### Heroes Of Pymoli Data Analysis
* Of the 1163 active players, the vast majority are male (84%). There also exists, a smaller, but notable proportion of female players (14%).

* Our peak age demographic falls between 20-24 (44.8%) with secondary groups falling between 15-19 (18.60%) and 25-29 (13.4%).  
-----

### Note
* Instructions have been included for each segment. You do not have to follow them exactly, but they are included to help you think through the steps.

In [15]:
# Dependencies and Setup
import pandas as pd
import numpy as np

# File to Load (Remember to Change These)
file_to_load = "Resources/purchase_data.csv"

# Read Purchasing File and store into Pandas data frame
purchase = pd.read_csv(file_to_load)

## Player Count

* Display the total number of players


In [16]:
# Take a quick look at the data
purchase.head()

Unnamed: 0,Purchase ID,SN,Age,Gender,Item ID,Item Name,Price
0,0,Lisim78,20,Male,108,"Extraction, Quickblade Of Trembling Hands",3.53
1,1,Lisovynya38,40,Male,143,Frenzied Scimitar,1.56
2,2,Ithergue48,24,Male,92,Final Critic,4.88
3,3,Chamassasya86,24,Male,100,Blindscythe,3.27
4,4,Iskosia90,23,Male,131,Fury,1.44


In [3]:
# Initial guess is to use the len() function
players_1 = len(purchase)
# However this assumes that there are no repeat players. 

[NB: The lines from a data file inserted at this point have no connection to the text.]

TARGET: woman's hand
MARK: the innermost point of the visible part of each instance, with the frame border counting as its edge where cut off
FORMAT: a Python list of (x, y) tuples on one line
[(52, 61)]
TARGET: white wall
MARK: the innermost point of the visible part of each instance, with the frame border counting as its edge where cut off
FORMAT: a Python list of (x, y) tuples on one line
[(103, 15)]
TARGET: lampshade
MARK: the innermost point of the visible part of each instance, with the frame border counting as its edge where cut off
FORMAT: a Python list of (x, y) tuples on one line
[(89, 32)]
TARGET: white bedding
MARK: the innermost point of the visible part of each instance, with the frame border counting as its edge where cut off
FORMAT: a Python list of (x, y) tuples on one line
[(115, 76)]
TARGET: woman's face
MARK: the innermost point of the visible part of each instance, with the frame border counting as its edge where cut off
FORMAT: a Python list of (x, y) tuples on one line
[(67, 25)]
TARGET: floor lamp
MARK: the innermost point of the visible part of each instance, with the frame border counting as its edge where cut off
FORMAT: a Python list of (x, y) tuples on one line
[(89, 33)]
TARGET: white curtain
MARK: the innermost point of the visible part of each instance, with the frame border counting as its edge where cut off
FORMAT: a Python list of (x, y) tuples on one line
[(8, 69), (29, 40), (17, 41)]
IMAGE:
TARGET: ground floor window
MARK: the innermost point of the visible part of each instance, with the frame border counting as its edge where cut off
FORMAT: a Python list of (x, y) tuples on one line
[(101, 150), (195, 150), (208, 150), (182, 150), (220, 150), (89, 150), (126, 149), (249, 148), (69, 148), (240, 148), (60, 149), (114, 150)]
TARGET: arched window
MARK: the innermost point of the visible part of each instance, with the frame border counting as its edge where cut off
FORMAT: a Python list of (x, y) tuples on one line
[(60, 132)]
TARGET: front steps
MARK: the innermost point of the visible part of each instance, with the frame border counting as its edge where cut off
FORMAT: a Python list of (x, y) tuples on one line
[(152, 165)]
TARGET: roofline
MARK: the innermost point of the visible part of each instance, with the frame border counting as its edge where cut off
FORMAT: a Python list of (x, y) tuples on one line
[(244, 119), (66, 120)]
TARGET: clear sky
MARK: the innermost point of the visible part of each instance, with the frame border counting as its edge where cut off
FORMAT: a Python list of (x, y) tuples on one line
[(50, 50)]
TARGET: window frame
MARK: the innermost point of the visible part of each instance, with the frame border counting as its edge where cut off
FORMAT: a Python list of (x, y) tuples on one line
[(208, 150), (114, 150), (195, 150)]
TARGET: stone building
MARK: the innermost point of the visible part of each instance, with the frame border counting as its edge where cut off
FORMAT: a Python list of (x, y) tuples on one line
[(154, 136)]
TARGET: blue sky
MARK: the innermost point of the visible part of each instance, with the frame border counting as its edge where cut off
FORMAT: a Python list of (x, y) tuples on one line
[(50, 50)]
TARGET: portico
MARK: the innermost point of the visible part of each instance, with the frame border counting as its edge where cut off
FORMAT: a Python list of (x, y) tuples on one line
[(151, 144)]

# How many UNIQUE SN's are there?
players_2 = len(pd.unique(purchase["SN"]))

#print(players_1, players_2)
# OOH! Seems like there was a large descrepency between the two approaches.
# Let's see why:
purchase["SN"].value_counts()
# Looks like players be making multiple purchases. 

# Final Output
# players = pd.DataFrame(data = players_2)
players = pd.DataFrame({"Total Players" : [players_2]})
players

Unnamed: 0,Total Players
0,576


## Purchasing Analysis (Total)

* Run basic calculations to obtain number of unique items, average price, etc.


* Create a summary data frame to hold the results


* Optional: give the displayed data cleaner formatting


* Display the summary data frame


In [4]:
# Quick look
purchase.describe()

Unnamed: 0,Purchase ID,Age,Item ID,Price
count,780.0,780.0,780.0,780.0
mean,389.5,22.714103,92.114103,3.050987
std,225.310896,6.659444,52.775943,1.169549
min,0.0,7.0,0.0,1.0
25%,194.75,20.0,48.0,1.98
50%,389.5,22.0,93.0,3.15
75%,584.25,25.0,139.0,4.08
max,779.0,45.0,183.0,4.99


In [5]:
# Let's get some other, perhaps more interesting stats
items = len(pd.unique(purchase["Item ID"]))
price = purchase["Price"].mean()
num_purch = len(purchase)
revenue = purchase["Price"].sum()

purch_stats = pd.DataFrame({"Number of Unique Items": [items], "Average Price": [round(price,2)], 
                           "Total Number of Purchases": [num_purch], "Total Revenue": [revenue]})

purch_stats["Average Price"] = purch_stats["Average Price"].map('${:,.2f}'.format)
purch_stats["Total Revenue"] = purch_stats["Total Revenue"].map('${:,.2f}'.format)
purch_stats

Unnamed: 0,Number of Unique Items,Average Price,Total Number of Purchases,Total Revenue
0,183,$3.05,780,"$2,379.77"


## Gender Demographics

* Percentage and Count of Male Players


* Percentage and Count of Female Players


* Percentage and Count of Other / Non-Disclosed




In [6]:
# We have this many unique players, each will probably have an associated gender.
playing = pd.unique(purchase["SN"])

# But let's check how many genders we have
gen = purchase.Gender.value_counts()
# We have males, females, and otehr/non-discolosed

# Grouping the dataset by screenname
grouped = purchase.groupby("SN")

# Create a new dataframe (Max just lets me see the information)
unique_sn = pd.DataFrame(grouped.max())

# figure out the percentage of individuals who ID as "male"
# By specifying a value in value_counts, it seems to give me the proportions. Cool.
gen_percent = (unique_sn["Gender"].value_counts("Male")*100) 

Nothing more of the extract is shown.